Quick Hit Ellyn Fortino Friday April 4th, 2014, 3:26pm

Report: Credit Score Disparities Contribute To Racial Wealth Gap In Illinois

Residents in predominantly minority communities in Illinois have lower credit scores on average than those in mostly white neighborhoods — and that is a significant contributor to the racial wealth gap, according to a recent report from the Illinois Asset Building Group and the Social IMPACT Research Center at the Heartland Alliance, a Midwest anti-poverty organization.

The credit score gap between white and minority communities fuels racial inequality in the state, the "Trapped by Credit" report concludes.

In general, the report found that communities of color in Illinois are less likely than mostly white neighborhoods to have well-being indicators associated with stronger credit scores, such as higher levels of educational attainment and greater rates of homeownership and employment.

Similarly, communities of color have on average lower levels of "good debt" from student or home loans and higher levels of "bad debt" from sources like credit cards.

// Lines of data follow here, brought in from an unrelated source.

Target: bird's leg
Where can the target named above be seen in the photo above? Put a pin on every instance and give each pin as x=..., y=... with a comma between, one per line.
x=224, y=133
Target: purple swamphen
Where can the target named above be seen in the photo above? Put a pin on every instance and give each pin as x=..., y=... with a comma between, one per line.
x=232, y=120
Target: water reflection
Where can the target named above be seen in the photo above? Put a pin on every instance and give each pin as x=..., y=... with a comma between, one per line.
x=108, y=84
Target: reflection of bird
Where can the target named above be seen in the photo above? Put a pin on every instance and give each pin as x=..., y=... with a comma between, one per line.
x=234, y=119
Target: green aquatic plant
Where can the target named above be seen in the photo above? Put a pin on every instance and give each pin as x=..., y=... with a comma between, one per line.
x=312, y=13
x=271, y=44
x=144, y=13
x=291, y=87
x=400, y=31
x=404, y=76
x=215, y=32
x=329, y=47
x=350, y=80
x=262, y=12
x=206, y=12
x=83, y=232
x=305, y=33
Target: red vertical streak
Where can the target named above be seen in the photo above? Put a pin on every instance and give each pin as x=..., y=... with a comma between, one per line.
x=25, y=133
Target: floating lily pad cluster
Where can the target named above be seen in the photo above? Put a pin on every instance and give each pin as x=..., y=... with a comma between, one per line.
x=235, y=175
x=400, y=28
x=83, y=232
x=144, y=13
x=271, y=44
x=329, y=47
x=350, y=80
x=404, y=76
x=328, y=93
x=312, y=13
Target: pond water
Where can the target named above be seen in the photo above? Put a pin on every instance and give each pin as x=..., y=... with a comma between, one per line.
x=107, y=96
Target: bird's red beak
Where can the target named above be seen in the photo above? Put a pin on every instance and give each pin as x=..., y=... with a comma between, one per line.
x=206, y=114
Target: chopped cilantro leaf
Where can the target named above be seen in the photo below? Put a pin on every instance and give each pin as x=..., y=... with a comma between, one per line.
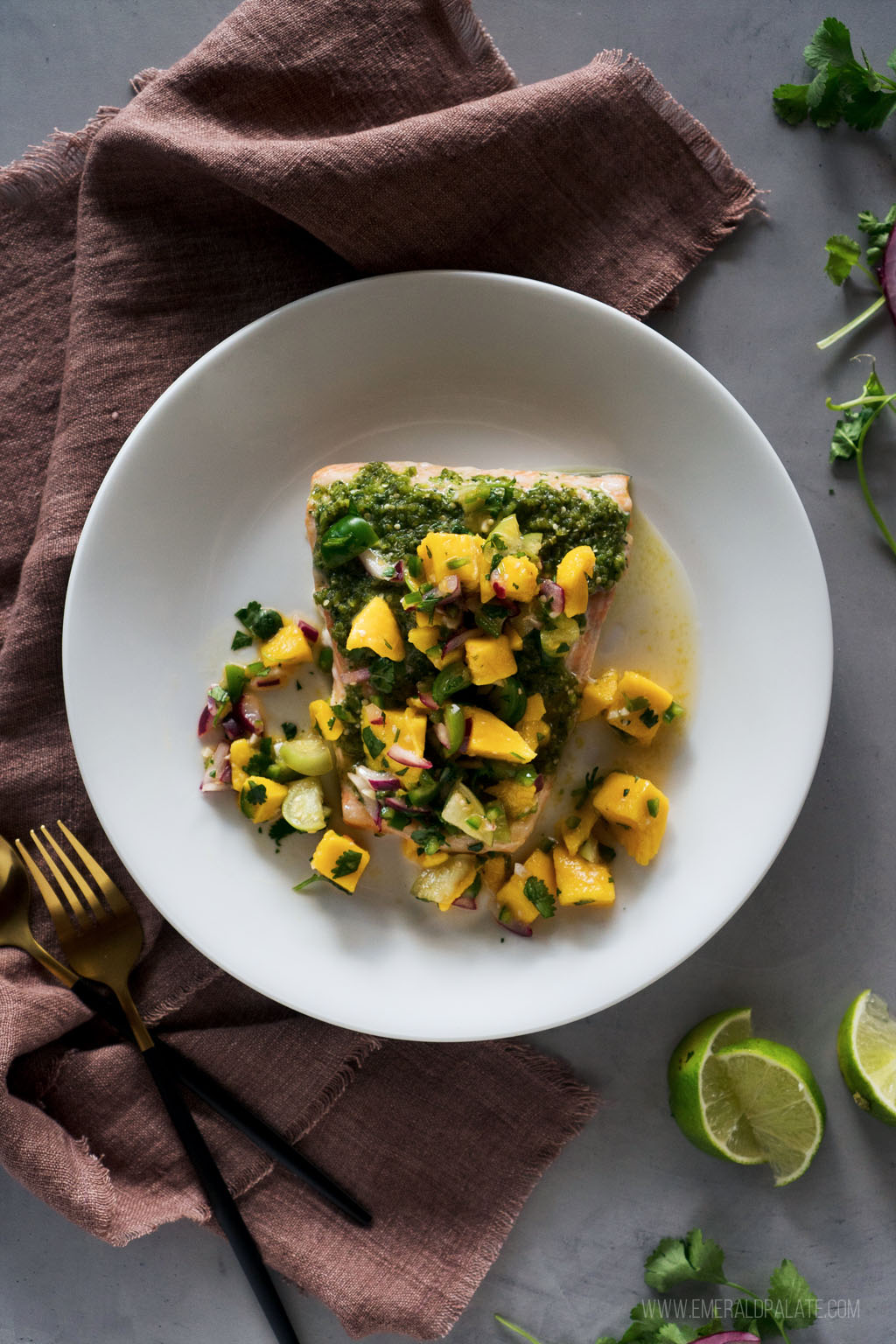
x=536, y=892
x=346, y=863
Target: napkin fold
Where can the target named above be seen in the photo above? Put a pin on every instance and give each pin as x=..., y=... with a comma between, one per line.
x=304, y=143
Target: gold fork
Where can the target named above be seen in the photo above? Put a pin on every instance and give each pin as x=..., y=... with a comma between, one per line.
x=102, y=942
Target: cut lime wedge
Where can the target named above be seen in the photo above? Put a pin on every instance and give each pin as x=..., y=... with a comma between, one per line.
x=770, y=1101
x=866, y=1054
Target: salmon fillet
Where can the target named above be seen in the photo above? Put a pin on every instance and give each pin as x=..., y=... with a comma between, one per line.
x=578, y=662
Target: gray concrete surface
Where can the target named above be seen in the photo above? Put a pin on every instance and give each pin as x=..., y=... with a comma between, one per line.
x=821, y=925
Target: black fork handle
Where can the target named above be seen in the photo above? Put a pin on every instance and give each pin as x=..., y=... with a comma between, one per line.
x=228, y=1106
x=220, y=1200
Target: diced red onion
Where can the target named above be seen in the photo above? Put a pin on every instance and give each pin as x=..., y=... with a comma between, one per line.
x=731, y=1338
x=363, y=785
x=403, y=757
x=449, y=586
x=555, y=596
x=207, y=718
x=248, y=712
x=514, y=927
x=218, y=773
x=379, y=780
x=401, y=805
x=457, y=640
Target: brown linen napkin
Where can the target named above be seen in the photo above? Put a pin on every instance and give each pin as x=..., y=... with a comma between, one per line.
x=304, y=143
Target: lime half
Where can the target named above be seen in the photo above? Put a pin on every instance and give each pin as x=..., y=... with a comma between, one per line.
x=771, y=1096
x=697, y=1090
x=866, y=1054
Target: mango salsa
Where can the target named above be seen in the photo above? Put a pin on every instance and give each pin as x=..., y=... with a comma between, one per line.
x=637, y=707
x=375, y=628
x=492, y=738
x=635, y=810
x=340, y=860
x=286, y=648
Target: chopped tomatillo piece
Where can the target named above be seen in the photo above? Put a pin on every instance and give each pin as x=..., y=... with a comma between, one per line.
x=346, y=539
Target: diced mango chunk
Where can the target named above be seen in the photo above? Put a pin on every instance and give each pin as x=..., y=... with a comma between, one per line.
x=492, y=738
x=241, y=750
x=540, y=864
x=401, y=727
x=582, y=883
x=449, y=553
x=639, y=706
x=261, y=799
x=517, y=576
x=286, y=648
x=598, y=695
x=340, y=859
x=514, y=900
x=494, y=872
x=574, y=571
x=637, y=812
x=489, y=659
x=375, y=628
x=517, y=800
x=324, y=719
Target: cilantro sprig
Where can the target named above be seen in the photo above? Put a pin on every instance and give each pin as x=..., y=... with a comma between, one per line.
x=844, y=255
x=788, y=1303
x=844, y=88
x=850, y=433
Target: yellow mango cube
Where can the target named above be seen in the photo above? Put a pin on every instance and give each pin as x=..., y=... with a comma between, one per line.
x=451, y=553
x=403, y=729
x=375, y=628
x=517, y=576
x=489, y=659
x=324, y=719
x=637, y=812
x=494, y=872
x=540, y=864
x=261, y=799
x=582, y=883
x=598, y=695
x=577, y=827
x=286, y=648
x=492, y=738
x=517, y=800
x=574, y=571
x=241, y=750
x=514, y=900
x=637, y=707
x=339, y=859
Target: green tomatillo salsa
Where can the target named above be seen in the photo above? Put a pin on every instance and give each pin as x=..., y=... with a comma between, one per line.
x=456, y=604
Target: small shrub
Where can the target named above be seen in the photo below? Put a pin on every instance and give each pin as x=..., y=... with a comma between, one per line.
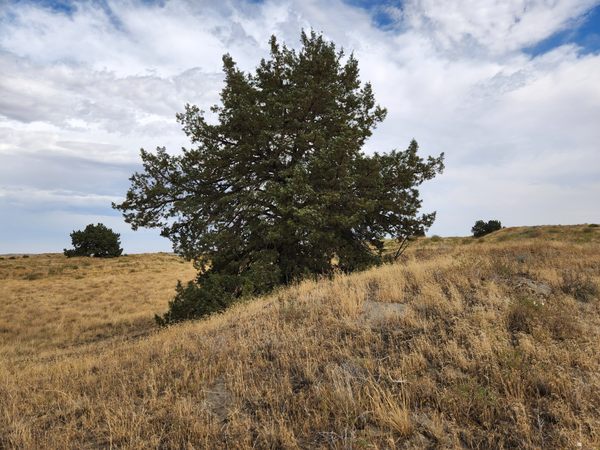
x=34, y=276
x=579, y=287
x=481, y=228
x=95, y=240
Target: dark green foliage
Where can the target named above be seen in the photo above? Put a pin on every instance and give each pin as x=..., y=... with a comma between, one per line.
x=279, y=189
x=95, y=240
x=481, y=228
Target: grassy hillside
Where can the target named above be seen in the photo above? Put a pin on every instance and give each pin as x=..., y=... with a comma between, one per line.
x=465, y=343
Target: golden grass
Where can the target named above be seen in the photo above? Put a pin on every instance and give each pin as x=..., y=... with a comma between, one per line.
x=50, y=303
x=491, y=349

Since good credit scores help people gain access to better jobs, homeownership and higher education, "a cycle emerges where low credit scores feed decreased financial and social opportunity, which in turn feeds low credit scores," the report reads.

Lindy Carrow of the Social IMPACT Research Center put it another way.

“Without good credit, you often can’t access those things, so disparities in credit scores are feeding the continued growth of the racial wealth gap,” Carrow said.

In Illinois, the median household income among whites is nearly twice that of African Americans, and "Latino households also have significantly less than their white counterparts," according to the report. At the national level, the median household wealth among whites is 20 times greater than African Americans and 18 times greater than Latinos.

As a case study, the report specifically highlighted the credit score gap and other disparities between two Chicago neighborhoods — Englewood on the South Side and Lincoln Park on the North Side.

Englewood's population is 99 percent minority, while the minority population in Lincoln Park is just 17 percent. The average credit score in Englewood is 603, which is 131 points less than the average score in Lincoln Park.

Postsecondary education, which helps an individual build credit and wealth, is not as easily accessible in Englewood than it is in Lincoln Park, the report found. In Englewood, just 7 percent of people age 25 and older have a bachelor’s degree or higher, compared with 82 percent of those in Lincoln Park.

The researcher also found stark differences in credit scores as well as homeownership and unemployment rates in two Metro East communities. In the village of Washington Park, where the population is 98 percent minority, the average credit score is 600. That's 107 points lower than the average credit score in nearby Belleville, Illinois, where only 22 percent of the population is minority.

In Washington Park, the homeownership rate is 46 percent, compared to 77 percent in Belleville. Meanwhile, Washington Park has an unemployment rate of 26 percent and 25 percent of households earn low incomes. By comparison, Belleville has an unemployment rate of just 6 percent and only 12 percent of households are low-income.

"Communities of color likely have lower average credit scores because of the same barriers that contribute to higher poverty rates in those communities: lower investment in schools, fewer jobs within the communities, and a lack of affordable housing," the report states. "In turn, low credit scores then serve as barriers to those same opportunities — bad credit histories and poor credit scores make obtaining loans for education and a home more difficult and expensive and can prevent someone from getting a job."

But there are ways to break this cycle of poor credit, said Lucy Mullany with the Illinois Asset Building Group, a statewide coalition focused on strengthening communities through increased asset protection and ownership.

"Policymakers need to invest in credit building programs, protect consumers from dangerous financial products and expand access to savings opportunities,” she said.

Other state-level policy suggestions include boosting the minimum wage, strengthening predatory lending reforms and creating a universal children's savings account program. Also, Illinois officials need to do a better job of enforcing a state law that prohibits employers from checking a job applicant's credit report, unless the position involves managing money.

And at the federal level, lawmakers should work to expand opportunities for positive credit reporting so that credit reports and scores reflect on-time utility, rental and telecom payments.

“Government policies and institutional practices created the racial wealth and credit gaps, and policies and practices can reverse it," Mullany stressed.